Duration tracking uses an exponential moving average (EMA) to weight recent observations more heavily than historical ones. The ema_alpha parameter controls the smoothing factor — higher values make the average more responsive to recent changes.

Error rates are computed as error_count / sample_count — a simple running ratio.

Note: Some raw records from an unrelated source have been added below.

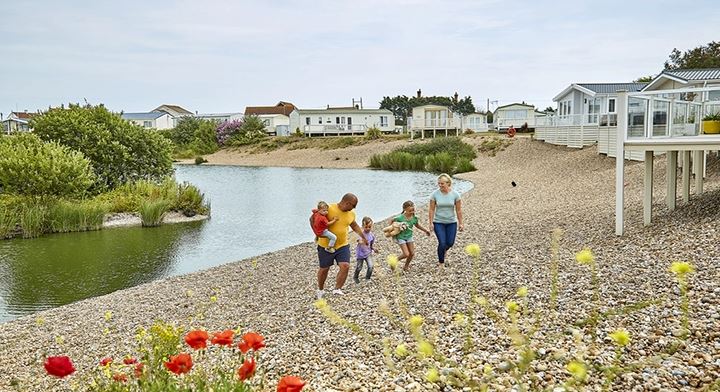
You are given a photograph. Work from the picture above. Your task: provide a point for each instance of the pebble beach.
(556, 188)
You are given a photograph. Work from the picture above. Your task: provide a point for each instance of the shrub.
(118, 151)
(28, 166)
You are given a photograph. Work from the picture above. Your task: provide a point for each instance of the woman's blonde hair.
(444, 177)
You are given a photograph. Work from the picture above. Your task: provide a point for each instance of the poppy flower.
(59, 366)
(223, 338)
(251, 340)
(139, 367)
(179, 364)
(196, 339)
(247, 369)
(129, 360)
(119, 377)
(290, 384)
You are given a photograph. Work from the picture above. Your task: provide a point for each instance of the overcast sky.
(220, 56)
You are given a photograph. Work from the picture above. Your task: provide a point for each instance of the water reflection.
(255, 211)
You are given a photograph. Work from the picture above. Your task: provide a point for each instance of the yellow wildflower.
(416, 321)
(425, 348)
(585, 256)
(321, 304)
(473, 250)
(512, 306)
(392, 261)
(621, 337)
(577, 369)
(432, 375)
(682, 268)
(522, 292)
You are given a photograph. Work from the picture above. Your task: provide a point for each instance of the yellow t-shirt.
(339, 228)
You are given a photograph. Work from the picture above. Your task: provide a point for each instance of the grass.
(443, 155)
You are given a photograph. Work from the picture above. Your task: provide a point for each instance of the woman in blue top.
(445, 215)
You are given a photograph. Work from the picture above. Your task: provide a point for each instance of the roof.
(685, 76)
(611, 88)
(514, 104)
(281, 108)
(341, 110)
(22, 115)
(175, 108)
(694, 74)
(143, 116)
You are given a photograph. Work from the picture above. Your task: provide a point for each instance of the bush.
(240, 132)
(373, 133)
(118, 151)
(28, 166)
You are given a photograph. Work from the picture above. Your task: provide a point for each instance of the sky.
(218, 56)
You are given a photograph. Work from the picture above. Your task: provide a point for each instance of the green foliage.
(28, 166)
(373, 133)
(119, 152)
(707, 56)
(442, 155)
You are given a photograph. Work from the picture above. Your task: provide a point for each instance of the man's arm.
(359, 232)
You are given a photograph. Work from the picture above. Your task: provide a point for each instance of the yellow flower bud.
(585, 256)
(432, 375)
(682, 268)
(473, 250)
(522, 292)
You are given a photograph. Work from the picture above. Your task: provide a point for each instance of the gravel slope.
(556, 187)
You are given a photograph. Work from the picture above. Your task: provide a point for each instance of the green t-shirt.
(407, 233)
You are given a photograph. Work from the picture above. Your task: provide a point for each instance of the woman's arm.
(431, 212)
(458, 211)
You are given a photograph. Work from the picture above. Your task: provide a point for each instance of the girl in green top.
(404, 238)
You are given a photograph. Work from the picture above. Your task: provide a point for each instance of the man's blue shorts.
(341, 255)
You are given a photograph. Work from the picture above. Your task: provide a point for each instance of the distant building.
(155, 120)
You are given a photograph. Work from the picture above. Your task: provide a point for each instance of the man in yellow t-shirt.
(345, 215)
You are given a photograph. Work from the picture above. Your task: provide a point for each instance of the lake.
(254, 211)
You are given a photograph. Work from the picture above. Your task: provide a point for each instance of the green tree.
(707, 56)
(644, 79)
(29, 166)
(119, 151)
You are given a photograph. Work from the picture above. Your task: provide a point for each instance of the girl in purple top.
(363, 253)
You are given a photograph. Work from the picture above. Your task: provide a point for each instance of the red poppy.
(196, 339)
(139, 369)
(129, 360)
(119, 377)
(247, 369)
(251, 340)
(179, 364)
(223, 338)
(59, 366)
(290, 384)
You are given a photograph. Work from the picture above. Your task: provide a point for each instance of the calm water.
(254, 211)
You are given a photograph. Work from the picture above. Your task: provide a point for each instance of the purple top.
(362, 251)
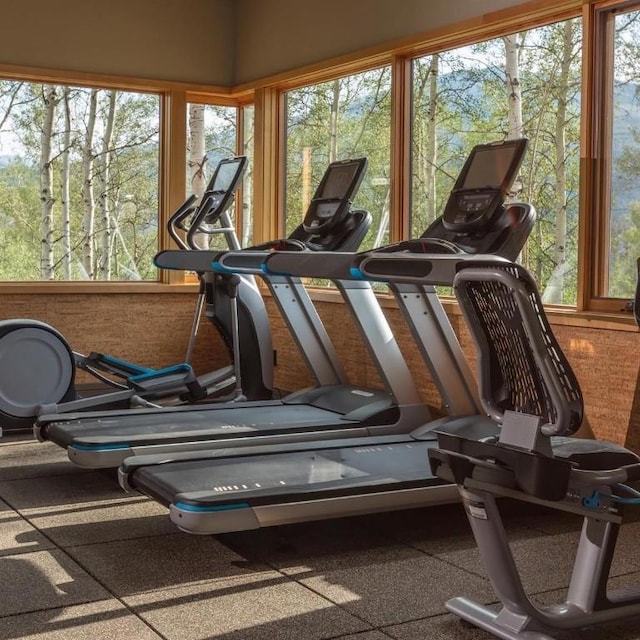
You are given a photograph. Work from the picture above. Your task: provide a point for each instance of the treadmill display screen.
(339, 181)
(491, 167)
(225, 176)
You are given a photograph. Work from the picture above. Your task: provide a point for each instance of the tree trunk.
(333, 122)
(512, 80)
(431, 148)
(104, 267)
(553, 290)
(197, 160)
(87, 190)
(46, 185)
(66, 204)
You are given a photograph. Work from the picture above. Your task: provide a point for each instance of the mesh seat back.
(521, 366)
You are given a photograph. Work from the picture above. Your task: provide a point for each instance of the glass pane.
(525, 84)
(211, 137)
(624, 214)
(78, 183)
(247, 187)
(345, 118)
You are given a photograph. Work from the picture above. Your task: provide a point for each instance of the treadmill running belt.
(214, 424)
(261, 479)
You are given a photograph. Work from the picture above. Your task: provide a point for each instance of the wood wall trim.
(267, 141)
(80, 78)
(453, 35)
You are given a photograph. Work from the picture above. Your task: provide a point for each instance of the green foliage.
(361, 107)
(130, 191)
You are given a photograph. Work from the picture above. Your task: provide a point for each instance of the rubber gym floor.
(81, 559)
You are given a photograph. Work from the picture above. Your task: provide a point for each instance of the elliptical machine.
(38, 367)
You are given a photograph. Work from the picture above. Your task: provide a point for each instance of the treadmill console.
(485, 180)
(222, 187)
(476, 219)
(331, 202)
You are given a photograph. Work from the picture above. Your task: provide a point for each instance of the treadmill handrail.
(423, 268)
(180, 260)
(243, 261)
(317, 264)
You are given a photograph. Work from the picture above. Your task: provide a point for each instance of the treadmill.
(330, 410)
(210, 492)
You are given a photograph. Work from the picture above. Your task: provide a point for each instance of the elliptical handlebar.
(207, 204)
(176, 221)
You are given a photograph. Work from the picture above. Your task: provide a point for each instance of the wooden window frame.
(596, 168)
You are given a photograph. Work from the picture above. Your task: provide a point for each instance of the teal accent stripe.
(211, 508)
(218, 268)
(99, 447)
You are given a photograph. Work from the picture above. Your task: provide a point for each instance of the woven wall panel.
(153, 330)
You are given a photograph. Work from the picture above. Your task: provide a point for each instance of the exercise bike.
(38, 367)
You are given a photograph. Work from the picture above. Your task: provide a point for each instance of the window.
(620, 196)
(345, 118)
(79, 172)
(522, 84)
(211, 137)
(246, 236)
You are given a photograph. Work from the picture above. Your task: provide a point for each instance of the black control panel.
(485, 180)
(331, 202)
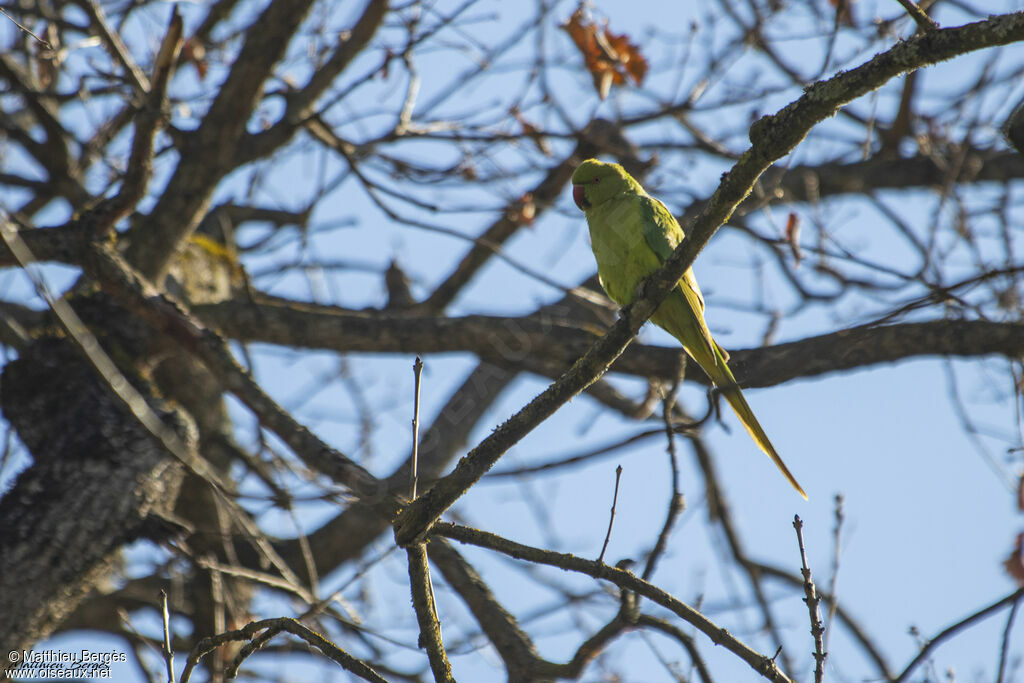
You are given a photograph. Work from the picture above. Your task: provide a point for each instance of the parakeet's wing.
(662, 231)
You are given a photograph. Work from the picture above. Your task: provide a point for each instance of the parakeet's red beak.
(580, 198)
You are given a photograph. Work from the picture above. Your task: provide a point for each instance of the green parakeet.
(632, 235)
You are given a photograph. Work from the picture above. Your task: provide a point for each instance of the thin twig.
(26, 30)
(678, 502)
(834, 580)
(1005, 648)
(270, 628)
(426, 612)
(930, 644)
(611, 517)
(812, 601)
(625, 580)
(415, 473)
(168, 653)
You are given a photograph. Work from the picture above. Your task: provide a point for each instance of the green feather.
(632, 233)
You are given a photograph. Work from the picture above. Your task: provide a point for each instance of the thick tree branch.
(509, 342)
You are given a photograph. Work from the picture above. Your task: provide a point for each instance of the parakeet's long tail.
(683, 321)
(727, 385)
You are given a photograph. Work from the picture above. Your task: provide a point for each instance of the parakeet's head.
(596, 181)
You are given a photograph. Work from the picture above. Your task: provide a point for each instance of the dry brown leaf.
(610, 58)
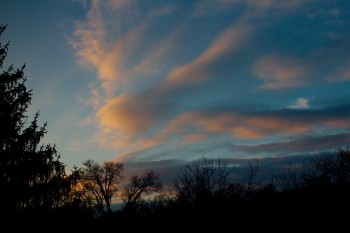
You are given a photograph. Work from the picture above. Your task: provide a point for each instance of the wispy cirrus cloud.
(155, 74)
(300, 103)
(278, 72)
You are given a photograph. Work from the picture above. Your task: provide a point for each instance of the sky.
(161, 83)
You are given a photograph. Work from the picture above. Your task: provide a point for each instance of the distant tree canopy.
(31, 175)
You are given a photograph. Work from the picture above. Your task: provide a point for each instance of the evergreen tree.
(31, 175)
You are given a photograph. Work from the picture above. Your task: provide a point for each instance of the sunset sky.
(166, 82)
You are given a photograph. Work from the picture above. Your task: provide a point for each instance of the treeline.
(36, 192)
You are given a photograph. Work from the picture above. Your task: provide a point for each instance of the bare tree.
(251, 174)
(99, 183)
(138, 187)
(202, 179)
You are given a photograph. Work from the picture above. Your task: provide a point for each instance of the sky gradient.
(167, 82)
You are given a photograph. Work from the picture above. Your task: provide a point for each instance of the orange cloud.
(279, 72)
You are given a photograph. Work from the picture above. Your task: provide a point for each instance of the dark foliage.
(31, 175)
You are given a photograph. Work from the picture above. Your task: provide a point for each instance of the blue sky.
(166, 82)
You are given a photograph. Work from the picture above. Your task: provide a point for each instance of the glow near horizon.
(175, 80)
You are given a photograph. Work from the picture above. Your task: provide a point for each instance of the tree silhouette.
(100, 182)
(202, 180)
(31, 175)
(138, 186)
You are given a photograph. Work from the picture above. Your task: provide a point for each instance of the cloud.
(300, 103)
(303, 144)
(152, 74)
(340, 74)
(278, 72)
(199, 70)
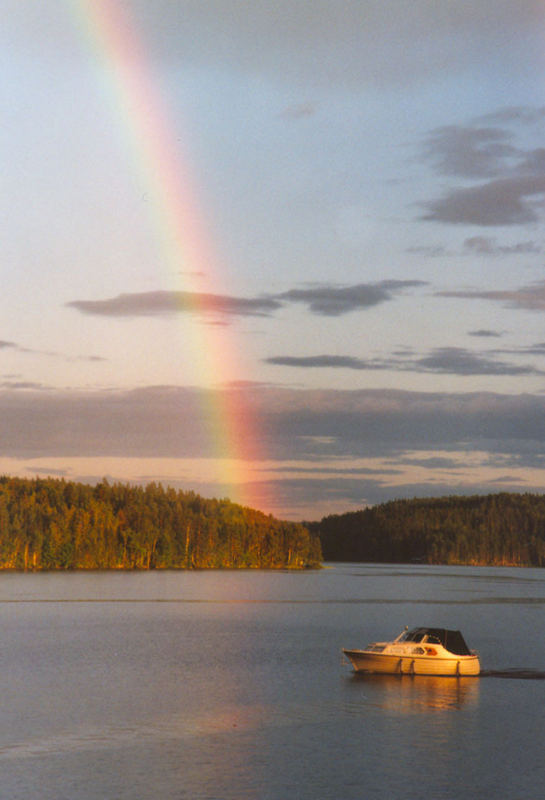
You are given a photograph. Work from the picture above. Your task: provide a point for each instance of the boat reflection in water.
(403, 694)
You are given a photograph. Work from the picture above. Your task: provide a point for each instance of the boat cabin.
(453, 641)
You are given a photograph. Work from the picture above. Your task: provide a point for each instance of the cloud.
(332, 301)
(323, 299)
(338, 362)
(170, 421)
(353, 447)
(164, 302)
(506, 201)
(530, 298)
(484, 245)
(470, 152)
(519, 114)
(441, 360)
(509, 180)
(483, 332)
(459, 361)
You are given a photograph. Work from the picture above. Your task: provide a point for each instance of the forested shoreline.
(488, 530)
(49, 524)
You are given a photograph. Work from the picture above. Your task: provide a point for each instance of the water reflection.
(411, 694)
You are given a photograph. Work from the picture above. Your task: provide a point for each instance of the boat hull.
(399, 664)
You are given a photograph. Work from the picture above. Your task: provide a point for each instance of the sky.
(288, 253)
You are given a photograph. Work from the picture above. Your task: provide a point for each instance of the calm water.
(231, 685)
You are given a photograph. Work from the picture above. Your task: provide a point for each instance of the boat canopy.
(453, 641)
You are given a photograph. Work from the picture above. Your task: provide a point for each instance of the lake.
(231, 684)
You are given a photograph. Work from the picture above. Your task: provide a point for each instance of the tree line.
(48, 524)
(498, 529)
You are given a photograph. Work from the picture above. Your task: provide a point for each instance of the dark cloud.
(176, 422)
(531, 298)
(332, 301)
(526, 115)
(483, 332)
(165, 302)
(509, 180)
(470, 152)
(429, 251)
(324, 428)
(338, 362)
(459, 361)
(506, 201)
(323, 299)
(484, 245)
(441, 360)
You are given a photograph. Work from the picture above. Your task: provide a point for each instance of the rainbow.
(141, 114)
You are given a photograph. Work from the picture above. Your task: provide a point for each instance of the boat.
(420, 651)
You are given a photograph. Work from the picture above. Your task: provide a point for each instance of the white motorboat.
(420, 651)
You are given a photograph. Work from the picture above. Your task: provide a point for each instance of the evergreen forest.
(48, 524)
(498, 529)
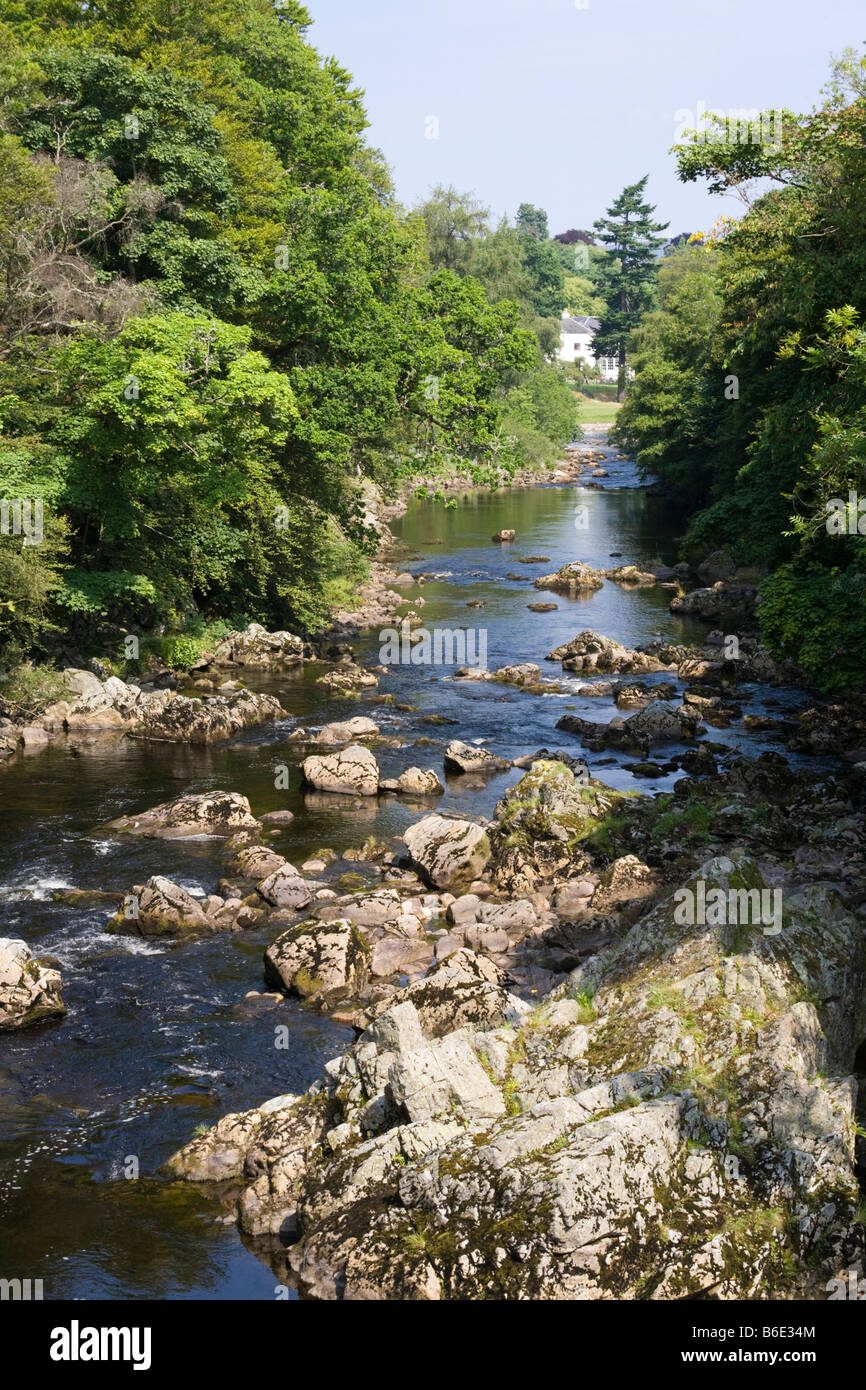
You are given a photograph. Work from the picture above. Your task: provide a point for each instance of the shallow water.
(157, 1039)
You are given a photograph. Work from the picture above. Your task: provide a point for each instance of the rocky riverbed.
(577, 933)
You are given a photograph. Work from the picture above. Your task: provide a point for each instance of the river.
(159, 1039)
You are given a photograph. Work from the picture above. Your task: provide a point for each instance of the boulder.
(257, 648)
(416, 781)
(188, 720)
(591, 652)
(449, 852)
(160, 908)
(319, 959)
(526, 673)
(218, 813)
(29, 991)
(348, 731)
(630, 574)
(433, 1077)
(352, 770)
(462, 990)
(469, 758)
(285, 888)
(572, 578)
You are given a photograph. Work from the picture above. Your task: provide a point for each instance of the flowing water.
(159, 1039)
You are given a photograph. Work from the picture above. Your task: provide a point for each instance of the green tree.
(630, 236)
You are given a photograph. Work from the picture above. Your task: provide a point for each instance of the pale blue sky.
(560, 106)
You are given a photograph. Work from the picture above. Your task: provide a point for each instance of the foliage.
(216, 323)
(748, 401)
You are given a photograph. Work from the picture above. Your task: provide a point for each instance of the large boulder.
(590, 652)
(722, 602)
(205, 813)
(160, 908)
(416, 781)
(687, 1133)
(285, 888)
(431, 1079)
(464, 988)
(255, 647)
(449, 852)
(541, 823)
(348, 730)
(469, 758)
(186, 720)
(319, 958)
(572, 578)
(353, 770)
(658, 723)
(29, 991)
(628, 574)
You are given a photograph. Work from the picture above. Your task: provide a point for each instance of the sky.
(562, 103)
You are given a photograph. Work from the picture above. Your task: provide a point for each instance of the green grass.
(598, 412)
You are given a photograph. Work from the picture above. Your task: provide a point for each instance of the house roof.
(580, 325)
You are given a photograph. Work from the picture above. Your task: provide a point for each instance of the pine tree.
(628, 235)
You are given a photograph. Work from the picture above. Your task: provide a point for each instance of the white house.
(576, 344)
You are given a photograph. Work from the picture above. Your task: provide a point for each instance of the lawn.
(598, 412)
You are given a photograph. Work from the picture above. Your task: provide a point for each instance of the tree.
(573, 236)
(631, 241)
(533, 221)
(453, 223)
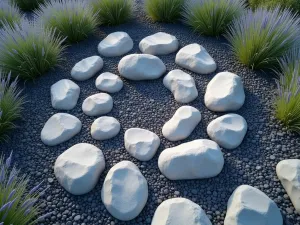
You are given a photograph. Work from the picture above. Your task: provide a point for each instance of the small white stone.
(159, 44)
(78, 168)
(115, 44)
(87, 68)
(194, 57)
(197, 159)
(124, 191)
(182, 124)
(141, 67)
(228, 130)
(105, 127)
(59, 128)
(225, 92)
(64, 94)
(182, 85)
(179, 211)
(109, 82)
(141, 144)
(97, 104)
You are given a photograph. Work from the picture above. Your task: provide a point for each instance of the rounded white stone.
(78, 169)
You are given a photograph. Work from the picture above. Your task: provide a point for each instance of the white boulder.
(249, 206)
(182, 85)
(78, 169)
(225, 92)
(87, 68)
(197, 159)
(194, 57)
(159, 44)
(141, 144)
(179, 211)
(109, 82)
(182, 124)
(97, 104)
(115, 44)
(104, 128)
(141, 67)
(59, 128)
(228, 130)
(288, 172)
(124, 191)
(64, 94)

For Promise dispatch units, the total duration is distributed equally across all node hashes in the promise. This is a rough estimate that converges as nodes are also observed via individual dispatch.

Options

  • :fast_threshold_ms — duration threshold for :fast classification (default: 1.0)
  • :error_rate_threshold — error rate threshold for :unreliable (default: 0.1)
  • :warmup_samples — minimum samples before profiling influences decisions (default: 3)
  • :ema_alpha — EMA smoothing factor, 0..1; higher = more reactive (default: 0.3)
  • :min_chain_length — minimum chain length for sequential Promises (default: 2)
  • :min_batch_size — minimum batch size for parallel Promises (default: 4)
  • :flow_stages — max Flow stages for parallel Promises (default: System.schedulers_online())
  • :flow_max_demand — Flow max_demand per stage (default: 1)
  • :capabilities — list of %Capability{} structs to override default classifications
  • :classifier — custom (NodeProfile.t(), Runnable.t() -> atom()) function that bypasses capability matching entirely

Example

# Adaptive scheduler with aggressive inline threshold
Runic.Runner.start_workflow(runner, :my_workflow, workflow,
  scheduler: Runic.Runner.Scheduler.Adaptive,
  scheduler_opts: [
    fast_threshold_ms: 5.0,
    warmup_samples: 5,
    min_chain_length: 3
  ]
)

Summary

Functions

Returns the classification for a runnable given the current scheduler state.

Returns the current node profile for a given node hash, or nil if untracked.

Returns a summary of current profiling state for observability.

Functions

classify_node(runnable, state)

@spec classify_node(Runic.Workflow.Runnable.t(), map()) :: atom()

Returns the classification for a runnable given the current scheduler state.

During warmup (insufficient samples), returns :batchable. After warmup, evaluates registered capabilities in priority order.

get_profile(state, node_hash)

@spec get_profile(map(), term()) ::
  Runic.Runner.Scheduler.Adaptive.NodeProfile.t() | nil

Returns the current node profile for a given node hash, or nil if untracked.

profile_summary(state)

@spec profile_summary(map()) :: %{
  total_tracked: non_neg_integer(),
  classifications: %{required(atom()) => non_neg_integer()}
}

Returns a summary of current profiling state for observability.

Useful for debugging and monitoring adaptive scheduler behavior.